Burning Wheel builds on the assumption that you will “Fight for what you believe.” And the question hit me – What if this imperative is not just for the characters’ players but is for the Game Master as well?

What should a Game Master fight for?

First and foremost, we are all playing a game, and as such all participants should fight for enjoyment.  The short-term enjoyment of a single in-game moment, the medium-term enjoyment of a resolving story-arc, and the long-term enjoyment of character development and narrative closure.

A Game Master should fight to challenge the players and characters.  Guaranteed success is boring.

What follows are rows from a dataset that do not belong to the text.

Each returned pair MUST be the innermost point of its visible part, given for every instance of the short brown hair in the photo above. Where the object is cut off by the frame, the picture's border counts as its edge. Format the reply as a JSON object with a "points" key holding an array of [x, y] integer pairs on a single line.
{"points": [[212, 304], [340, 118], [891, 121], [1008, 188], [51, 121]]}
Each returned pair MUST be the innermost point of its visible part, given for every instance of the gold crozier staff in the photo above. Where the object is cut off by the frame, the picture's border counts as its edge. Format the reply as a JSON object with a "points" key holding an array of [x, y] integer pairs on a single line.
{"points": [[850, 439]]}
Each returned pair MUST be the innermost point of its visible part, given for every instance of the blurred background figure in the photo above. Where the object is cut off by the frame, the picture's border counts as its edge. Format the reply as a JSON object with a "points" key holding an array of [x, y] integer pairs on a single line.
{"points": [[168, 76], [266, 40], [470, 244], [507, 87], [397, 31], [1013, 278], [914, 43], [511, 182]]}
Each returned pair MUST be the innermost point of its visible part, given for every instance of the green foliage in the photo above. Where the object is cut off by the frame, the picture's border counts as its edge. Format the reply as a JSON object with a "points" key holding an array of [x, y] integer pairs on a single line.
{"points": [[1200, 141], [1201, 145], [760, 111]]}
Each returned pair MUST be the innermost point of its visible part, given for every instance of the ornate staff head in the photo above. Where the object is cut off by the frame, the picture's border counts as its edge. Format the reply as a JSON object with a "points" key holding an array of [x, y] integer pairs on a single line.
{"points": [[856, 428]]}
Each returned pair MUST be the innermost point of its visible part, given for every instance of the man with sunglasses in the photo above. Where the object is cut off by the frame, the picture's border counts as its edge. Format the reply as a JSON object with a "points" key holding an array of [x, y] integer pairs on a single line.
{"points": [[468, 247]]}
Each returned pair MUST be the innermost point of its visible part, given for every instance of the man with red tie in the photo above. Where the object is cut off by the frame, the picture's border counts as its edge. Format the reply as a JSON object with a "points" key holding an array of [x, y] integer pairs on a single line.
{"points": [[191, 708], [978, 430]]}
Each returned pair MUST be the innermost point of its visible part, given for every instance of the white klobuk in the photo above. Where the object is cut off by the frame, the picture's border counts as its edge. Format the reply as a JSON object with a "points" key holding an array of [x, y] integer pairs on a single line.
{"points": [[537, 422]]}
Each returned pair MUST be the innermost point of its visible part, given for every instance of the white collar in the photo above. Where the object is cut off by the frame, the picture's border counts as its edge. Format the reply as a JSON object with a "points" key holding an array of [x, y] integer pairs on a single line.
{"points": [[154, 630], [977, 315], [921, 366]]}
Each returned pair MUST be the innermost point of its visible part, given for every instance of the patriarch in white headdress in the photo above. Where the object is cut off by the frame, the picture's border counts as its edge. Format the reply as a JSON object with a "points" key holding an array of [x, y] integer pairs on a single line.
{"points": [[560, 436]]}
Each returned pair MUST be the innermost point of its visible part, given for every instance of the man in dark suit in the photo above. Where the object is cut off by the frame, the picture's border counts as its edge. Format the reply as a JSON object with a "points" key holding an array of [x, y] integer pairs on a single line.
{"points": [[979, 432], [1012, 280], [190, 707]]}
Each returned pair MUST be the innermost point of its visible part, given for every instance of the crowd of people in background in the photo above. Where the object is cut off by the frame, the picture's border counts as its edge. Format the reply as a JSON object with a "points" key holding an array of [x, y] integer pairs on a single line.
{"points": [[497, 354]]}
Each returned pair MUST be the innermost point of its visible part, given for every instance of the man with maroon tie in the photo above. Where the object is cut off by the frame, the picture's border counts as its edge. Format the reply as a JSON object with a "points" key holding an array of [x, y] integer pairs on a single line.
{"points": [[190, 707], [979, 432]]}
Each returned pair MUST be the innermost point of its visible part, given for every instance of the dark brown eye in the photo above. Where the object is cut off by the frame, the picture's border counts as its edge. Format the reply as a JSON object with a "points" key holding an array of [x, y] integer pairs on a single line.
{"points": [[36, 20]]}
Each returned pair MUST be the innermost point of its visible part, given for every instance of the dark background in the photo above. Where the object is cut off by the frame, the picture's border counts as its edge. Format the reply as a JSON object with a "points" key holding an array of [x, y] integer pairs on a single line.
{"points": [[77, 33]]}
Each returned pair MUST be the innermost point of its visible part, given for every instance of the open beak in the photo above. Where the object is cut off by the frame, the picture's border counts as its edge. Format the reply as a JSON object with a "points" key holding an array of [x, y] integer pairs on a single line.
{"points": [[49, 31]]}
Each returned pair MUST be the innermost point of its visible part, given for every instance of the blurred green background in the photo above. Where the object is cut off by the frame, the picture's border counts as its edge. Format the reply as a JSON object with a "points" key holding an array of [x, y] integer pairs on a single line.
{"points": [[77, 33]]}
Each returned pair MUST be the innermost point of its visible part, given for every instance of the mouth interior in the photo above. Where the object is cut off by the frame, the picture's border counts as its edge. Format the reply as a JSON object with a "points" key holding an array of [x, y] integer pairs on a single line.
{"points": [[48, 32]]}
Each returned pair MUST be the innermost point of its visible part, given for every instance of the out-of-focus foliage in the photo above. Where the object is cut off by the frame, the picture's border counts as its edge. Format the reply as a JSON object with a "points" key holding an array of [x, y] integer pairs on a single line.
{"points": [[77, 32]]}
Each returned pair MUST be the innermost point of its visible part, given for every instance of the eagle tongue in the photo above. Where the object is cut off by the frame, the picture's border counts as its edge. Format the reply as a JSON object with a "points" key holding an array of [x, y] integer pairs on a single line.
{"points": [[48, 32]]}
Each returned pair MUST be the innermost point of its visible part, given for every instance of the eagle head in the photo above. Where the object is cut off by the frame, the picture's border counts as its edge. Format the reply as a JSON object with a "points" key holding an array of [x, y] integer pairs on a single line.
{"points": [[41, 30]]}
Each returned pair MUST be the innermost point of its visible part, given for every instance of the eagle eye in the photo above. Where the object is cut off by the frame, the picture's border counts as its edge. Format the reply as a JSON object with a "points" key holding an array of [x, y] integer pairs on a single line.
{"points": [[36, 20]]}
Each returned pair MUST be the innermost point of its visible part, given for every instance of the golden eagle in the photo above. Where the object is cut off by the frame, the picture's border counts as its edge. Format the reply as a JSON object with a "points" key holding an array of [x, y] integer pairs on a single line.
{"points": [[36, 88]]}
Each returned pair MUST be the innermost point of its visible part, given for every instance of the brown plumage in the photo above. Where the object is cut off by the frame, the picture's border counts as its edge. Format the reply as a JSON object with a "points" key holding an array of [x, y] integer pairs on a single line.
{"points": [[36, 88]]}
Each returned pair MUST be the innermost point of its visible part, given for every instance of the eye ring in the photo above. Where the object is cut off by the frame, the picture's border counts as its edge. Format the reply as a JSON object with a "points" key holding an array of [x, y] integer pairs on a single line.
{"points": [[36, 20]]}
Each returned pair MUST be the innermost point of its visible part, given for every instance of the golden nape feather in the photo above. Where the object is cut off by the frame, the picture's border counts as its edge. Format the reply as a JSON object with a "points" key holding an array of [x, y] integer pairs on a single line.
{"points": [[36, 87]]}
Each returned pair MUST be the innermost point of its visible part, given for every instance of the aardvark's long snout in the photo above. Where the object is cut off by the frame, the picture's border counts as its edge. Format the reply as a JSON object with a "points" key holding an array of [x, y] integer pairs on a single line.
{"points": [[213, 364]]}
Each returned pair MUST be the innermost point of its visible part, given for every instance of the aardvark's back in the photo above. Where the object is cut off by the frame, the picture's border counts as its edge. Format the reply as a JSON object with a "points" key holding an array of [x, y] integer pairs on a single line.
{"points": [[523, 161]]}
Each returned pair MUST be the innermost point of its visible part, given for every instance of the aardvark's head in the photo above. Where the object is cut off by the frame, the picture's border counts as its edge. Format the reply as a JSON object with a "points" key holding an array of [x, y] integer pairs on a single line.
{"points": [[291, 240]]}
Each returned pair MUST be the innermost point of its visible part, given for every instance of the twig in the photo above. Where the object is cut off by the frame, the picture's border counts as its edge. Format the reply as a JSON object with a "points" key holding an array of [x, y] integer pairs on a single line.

In fact, my most memorable sessions are inevitably where situations spiral out of control, ala Fiasco-style, because success wasn’t guaranteed.  Typically these sessions are also very combat-lite.  A thinly veiled threat of splitting the loot 2 ways comes to mind.

Most systems I’ve played have two possible outcomes for a given roll…Success or Failure.  If I succeed, I am given narrative control.  If I fail, the GM is given narrative control.  There is no negotiation. No compromise.

I believe Apocalypse World gets it so very right by codifying that moves have a third possible outcome: Partial Success. Partial Success is a negotiated success…I get something that I want, but with a cost.  In the case of Apocalypse World, I’m negotiating with the rules.  In the case of Burning Wheel’s Duel of Wits, I’m negotiating with the table.

And lastly fight for what the characters and players believe in.  I struggle with engaging everyone’s beliefs.  In part this is a natural consequence of my failure to help shepherd character creation by not successfully conveying my campaign vision.  Also, beliefs are adjusted and change according to developing goals.  Keeping this information up to date is a challenge…especially if you can’t get confirmation from your game group that you are even playing that weekend.

In summary, understand what your players want then challenge and engage them via the story and the system.